Nell’omelia l’arcivescovo di Milano ha detto che nel mondo c’è troppa cattiveria: “La guerra, la violenza, la distruzione fanno rumore, così come la trasgressione che rovina la dignità e la bellezza dell’uomo e della donna. Le forze del male si presentano con una violenza sovrumana, incontrollabile, incomprensibile.

Ci sono cattiverie tra gli uomini, ma c’è qualche cosa di troppo più grande nella crudeltà; c’è l’aggressività degli umani, ma c’è qualche cosa di troppo più grande nell’accanimento della distruzione totale”.

Il desiderio è quello di fuggire da tutto questo, come dicono anche le Letture del giorno, ma dove? Mons. Delpini ha  un suggerimento: “Contro  ogni  tentazione  di  fuggire,  contro  ogni  illusione  di  difendersi,  contro  ogni inclinazione a rassegnarsi alla sconfitta,  Gesù  annuncia che proprio  allora comparirà il segno del Figlio dell’uomo … egli manderà i suoi angeli con una grande tromba ed essi raduneranno i suoi eletti dai quattro venti, da un estremo all’altro dei cieli.

Gli angeli con la grande tromba dicono certo di un allora che è posto alla fine della storia. Ma intanto i discepoli sono mandati come gli angeli, i messaggeri del Figlio dell’uomo per radunare i suoi eletti”.

Quindi all’inizio dell’Avvento il vescovo ambrosiano ha confermato la missione della Chiesa: “Suonate le vostre trombe angeli di Dio. A ogni comunità deve essere rivolto l’invito a continuare la missione, a dare motivi di speranza, a invitare ad alzare lo sguardo per riconoscere la direzione del cammino e ricevere la forza per compierlo”.

L’Avvento prepara il cristiano a guardare la realtà: “L’annuncio del Vangelo all’inizio dell’Avvento invita a guardarsi attorno con maggior realismo per riconoscere che siamo un popolo numeroso che si affatica e soffre, ma che è radunato dalla speranza e quindi accoglie l’invito: suonate le vostre trombe, angeli di Dio!..

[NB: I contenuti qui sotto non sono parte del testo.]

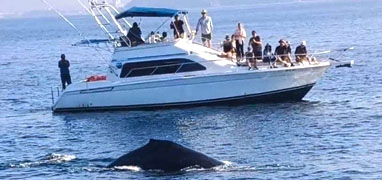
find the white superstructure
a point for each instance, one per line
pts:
(183, 73)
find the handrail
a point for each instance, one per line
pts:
(204, 62)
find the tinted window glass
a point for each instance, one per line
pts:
(160, 67)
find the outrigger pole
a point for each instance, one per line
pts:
(78, 31)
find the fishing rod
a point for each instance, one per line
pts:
(50, 7)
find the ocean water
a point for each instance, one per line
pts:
(335, 133)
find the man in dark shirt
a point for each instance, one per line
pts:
(301, 53)
(135, 35)
(177, 25)
(267, 53)
(256, 45)
(281, 53)
(64, 65)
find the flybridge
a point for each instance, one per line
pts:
(150, 12)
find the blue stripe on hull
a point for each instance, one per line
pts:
(286, 95)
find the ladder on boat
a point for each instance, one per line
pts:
(104, 14)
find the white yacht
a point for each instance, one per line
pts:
(176, 73)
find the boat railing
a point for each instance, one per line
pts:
(226, 61)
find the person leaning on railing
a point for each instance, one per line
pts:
(177, 26)
(135, 35)
(228, 48)
(256, 45)
(64, 65)
(206, 27)
(282, 55)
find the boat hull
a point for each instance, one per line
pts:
(285, 95)
(277, 85)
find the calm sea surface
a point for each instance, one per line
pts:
(335, 133)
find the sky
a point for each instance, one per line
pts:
(20, 7)
(26, 6)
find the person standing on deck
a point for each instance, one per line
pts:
(257, 46)
(177, 26)
(240, 36)
(206, 27)
(64, 65)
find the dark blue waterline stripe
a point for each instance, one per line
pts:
(290, 94)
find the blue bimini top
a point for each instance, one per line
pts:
(149, 12)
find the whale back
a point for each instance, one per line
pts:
(166, 156)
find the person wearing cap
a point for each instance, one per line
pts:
(240, 36)
(250, 59)
(281, 53)
(64, 65)
(256, 45)
(177, 26)
(206, 27)
(228, 48)
(301, 53)
(289, 50)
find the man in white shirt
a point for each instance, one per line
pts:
(206, 28)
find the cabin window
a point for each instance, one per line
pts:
(169, 66)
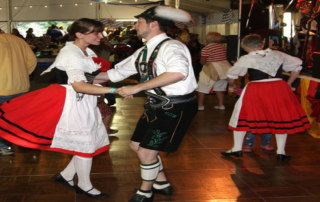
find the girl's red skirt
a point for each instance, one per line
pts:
(268, 107)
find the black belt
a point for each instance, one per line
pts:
(158, 101)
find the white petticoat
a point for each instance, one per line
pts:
(80, 127)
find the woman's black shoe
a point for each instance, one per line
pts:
(283, 157)
(59, 178)
(98, 196)
(231, 153)
(165, 191)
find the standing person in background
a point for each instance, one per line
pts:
(214, 71)
(17, 62)
(167, 76)
(267, 103)
(65, 118)
(265, 142)
(195, 50)
(16, 32)
(30, 36)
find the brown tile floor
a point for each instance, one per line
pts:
(197, 171)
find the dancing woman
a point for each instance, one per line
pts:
(65, 118)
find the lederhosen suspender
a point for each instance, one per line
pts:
(151, 73)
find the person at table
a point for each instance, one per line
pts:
(267, 103)
(65, 118)
(17, 62)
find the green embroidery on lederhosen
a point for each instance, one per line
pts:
(157, 138)
(171, 115)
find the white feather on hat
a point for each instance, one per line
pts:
(173, 14)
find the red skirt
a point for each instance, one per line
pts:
(268, 106)
(31, 120)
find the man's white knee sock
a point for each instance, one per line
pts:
(238, 137)
(281, 140)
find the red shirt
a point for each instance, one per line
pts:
(214, 52)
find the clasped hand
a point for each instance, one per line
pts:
(127, 91)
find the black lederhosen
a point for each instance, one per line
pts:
(163, 129)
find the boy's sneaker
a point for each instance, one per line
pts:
(267, 147)
(6, 151)
(247, 149)
(200, 108)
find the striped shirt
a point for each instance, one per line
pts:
(214, 52)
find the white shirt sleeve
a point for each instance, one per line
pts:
(123, 69)
(175, 58)
(291, 63)
(75, 75)
(240, 68)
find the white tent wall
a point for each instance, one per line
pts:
(120, 12)
(204, 12)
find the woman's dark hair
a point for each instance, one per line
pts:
(252, 41)
(85, 26)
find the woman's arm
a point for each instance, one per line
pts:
(83, 87)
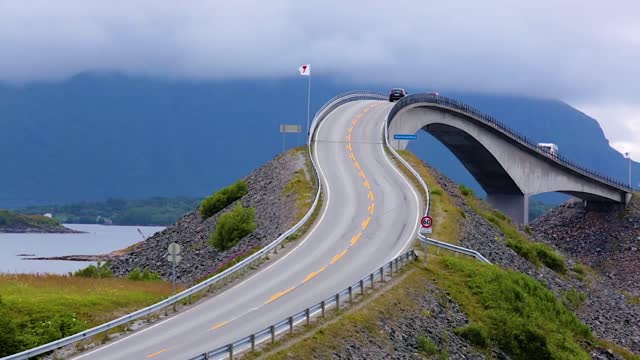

All’inizio dell’Avvento l’annuncio del Vangelo  risuona per raccomandare una interpretazione  cristiana  del  tempo: la liturgia è la celebrazione  dei  santi  misteri  che infondono speranza. L’Avvento non è solo un tempo per prepararsi al Natale, inteso in quella riserva di tenerezza che regala un po’ di sollievo dalle fatiche della vita.

E’ piuttosto un tempo per tenere viva la speranza del ritorno glorioso del Figlio dell’uomo. Quindi il  compito dei cristiani è la gioia: “Cantare inni vuole dire che il popolo di Dio trova la sua gioia nella comunione e nella sua fiducia in Gesù. E’ lui il senso della storia”.

Parole riecheggiate, seppure con accenti diversi, nel dialogo sviluppatosi prima della Messa, attraverso tre domande poste proprio in riferimento al ruolo del canto e della musica nella liturgia e sul compito delle corali:

“Dobbiamo tutti convertirci e questo nella liturgia significa, in continuità con la tradizione, creare la possibilità di muoverci verso una mèta ulteriore. Mi pare che vi sia troppo arbitrio e una qualità, talvolta, discutibile.

La liturgia è una manifestazione importante della fede e ha un riferimento nella disciplina della Chiesa universale e della Chiesa diocesana. Ciò è una ricchezza perché si fa parte di una Diocesi: la coralità è questo, non far parte di un coro. Fate riferimento alle indicazioni diocesane e siate attenti alle finalità che sono celebrare il Signore, pregare e facilitare la partecipazione dell’assemblea”.